13 Apr Attorneys Look to U.S. Supreme Court Decision in Hamilton County Special-Education Case

April 13, 2017

By: Kendi A. Rainwater
Source: Times Free Press

Local attorneys argue a recent Supreme Court decision that bolsters the rights of students with learning disabilities should influence a federal judge’s decision about whether the Hamilton County Department of Education failed to follow federal guidelines when removing a student with Down syndrome from a general education classroom.

Federal Judge Curtis Collier ruled in November that Hamilton County Schools should not have removed Luka Hyde from his second- grade classroom at Normal Park Museum Magnet School in 2013. Collier agreed with Luka’s parents, Deborah and Greg Hyde, that the school district’s decision to move Luka to Red Bank Elementary’s comprehensive development classroom was not in his best interest.

In that classroom, Luka would have limited interactions with students without disabilities, and the curriculum would be more focused on developing life skills than academic aptitude.
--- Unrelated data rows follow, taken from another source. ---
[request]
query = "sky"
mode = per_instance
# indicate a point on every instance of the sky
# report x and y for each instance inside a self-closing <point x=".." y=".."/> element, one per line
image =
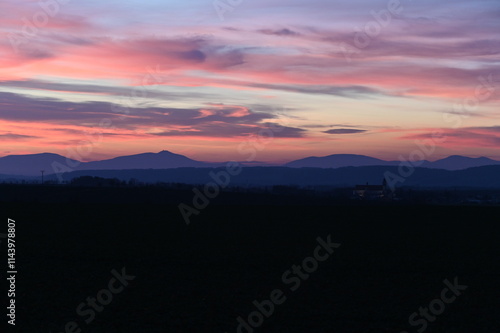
<point x="203" y="78"/>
Collier determined that environment was “more restrictive than necessary” and Luka could benefit from being in a regular classroom.

Luka’s case has been winding through the court system for more than two years, and the Hydes are expected to address their claims of discrimination under the Americans with Disabilities Act during a federal trial in coming months.

Before the trial, Collier asked attorneys for the school district and the Hydes to file supplemental briefs addressing the Supreme Court’s unanimous decision in March that requires public schools to offer more than minimal instruction for special-needs students.

In its ruling, the Supreme Court sided with parents of an autistic teen in Colorado who said their public school did not do enough to help their son, known as Endrew F., make progress.

The case helps clarify the scope of the Individuals with Disabilities Education Act, a federal law that requires a “free and appropriate public education” for disabled students. Lower courts previously ruled in the Endrew F. case that programs with minimal benefits can satisfy the law.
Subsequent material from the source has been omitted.